家に閉じこもっているのにも限界があり、食料などの調達には「ネットスーパーを使え」と指示されているようですが、配達可能地域外の人たちも多くいる。また、「一家族につき、2日に1度は買い物に出てよい」とする通行証も配給されているようですが、マスクがなければ外出できない。
当局は「配給や物流を止めないよう全力を尽くして対応している」と発表していますが、全くのウソです。
自宅に閉じ込められて物資を得る方法がなければ、まさに「座して死を待つ」状況。そうした事態を強要している中国当局は、ある種の殺人を行っているといえるのではないでしょうか。
日本の報道を見ていると、漏れ伝わってくる情報とは異なり、中国当局の発表をなぞるばかり。日本の政府の対応も手ぬるいものとしか思えません。
他国はかなり早い段階で、中国からの渡航者を武漢に限らずシャットアウトしました。しかし日本は、春節を利用した中国人観光客が目減りするのを惜しんだのか、あるいは政治家が中国共産党に弱みを握られ圧力をかけられているのか分かりませんが、対応は後手に回り続け、中国に続いて2番目に感染者の多い国になってしまいました。
日本から中国にマスクを送ったり、寄付を呼び掛ける声もあります。これ自体は美しい人道的行動であり、また、それに対する中国からの感謝の声も報じられていますが、こうしたことに騙されてはいけません。
そもそも、日本から送ったマスクが、中国人民の末端にまで届いているわけがない。仮に届いたとしても、それは中国共産党幹部が自らの力や組織を強めるための道具に使っているのです。金銭の寄付をするならば、日本赤十字を通じるなど追跡可能な形でやるべきで、そうでなければ共産党幹部の懐に入るなど、いいように使われてしまう。

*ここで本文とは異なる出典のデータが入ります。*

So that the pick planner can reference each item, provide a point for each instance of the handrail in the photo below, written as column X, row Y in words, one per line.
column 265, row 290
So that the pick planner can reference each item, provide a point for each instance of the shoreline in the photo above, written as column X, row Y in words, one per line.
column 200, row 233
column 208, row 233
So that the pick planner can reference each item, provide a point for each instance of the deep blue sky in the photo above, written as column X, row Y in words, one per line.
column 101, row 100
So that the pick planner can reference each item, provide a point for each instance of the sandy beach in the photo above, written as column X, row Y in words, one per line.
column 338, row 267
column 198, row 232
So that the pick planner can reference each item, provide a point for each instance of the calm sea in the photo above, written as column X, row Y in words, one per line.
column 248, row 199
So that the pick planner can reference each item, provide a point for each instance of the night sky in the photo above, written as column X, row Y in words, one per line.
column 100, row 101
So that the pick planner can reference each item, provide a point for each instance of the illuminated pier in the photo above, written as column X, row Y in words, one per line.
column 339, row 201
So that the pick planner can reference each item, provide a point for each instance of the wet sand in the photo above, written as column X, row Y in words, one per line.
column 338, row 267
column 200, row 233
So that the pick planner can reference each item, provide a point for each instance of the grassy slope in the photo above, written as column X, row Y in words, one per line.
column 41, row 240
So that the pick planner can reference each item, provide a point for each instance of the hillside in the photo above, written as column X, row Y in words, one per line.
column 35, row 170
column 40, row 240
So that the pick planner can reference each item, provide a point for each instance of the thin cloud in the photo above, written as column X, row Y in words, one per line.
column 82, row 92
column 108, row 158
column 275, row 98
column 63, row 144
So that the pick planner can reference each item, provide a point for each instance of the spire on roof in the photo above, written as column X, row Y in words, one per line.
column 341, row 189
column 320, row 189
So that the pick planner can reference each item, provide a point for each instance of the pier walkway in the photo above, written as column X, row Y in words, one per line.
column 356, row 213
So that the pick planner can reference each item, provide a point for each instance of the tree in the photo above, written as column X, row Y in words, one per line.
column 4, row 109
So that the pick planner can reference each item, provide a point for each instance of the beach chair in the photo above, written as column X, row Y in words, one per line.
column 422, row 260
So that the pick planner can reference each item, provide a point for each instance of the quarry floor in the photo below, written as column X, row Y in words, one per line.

日本の善意が中国共産党の悪意に使われてしまう──。こうした経験は、今回が初めてではないはずです。疫病という生死がかかわる状況で日本の善意が利用されるほど許せないことはないし、困っている人々を助けたい日本人にとっても本意ではないはずです。
要は「助け方」の問題です。中国当局を信じ、他の民主主義国家を助けるような気持ちで何をしても、人々のためにはなりません。最も必要なのは、国際的な医療チームを中国国内に派遣し、実態を調査するよう圧力をかけることでしょう。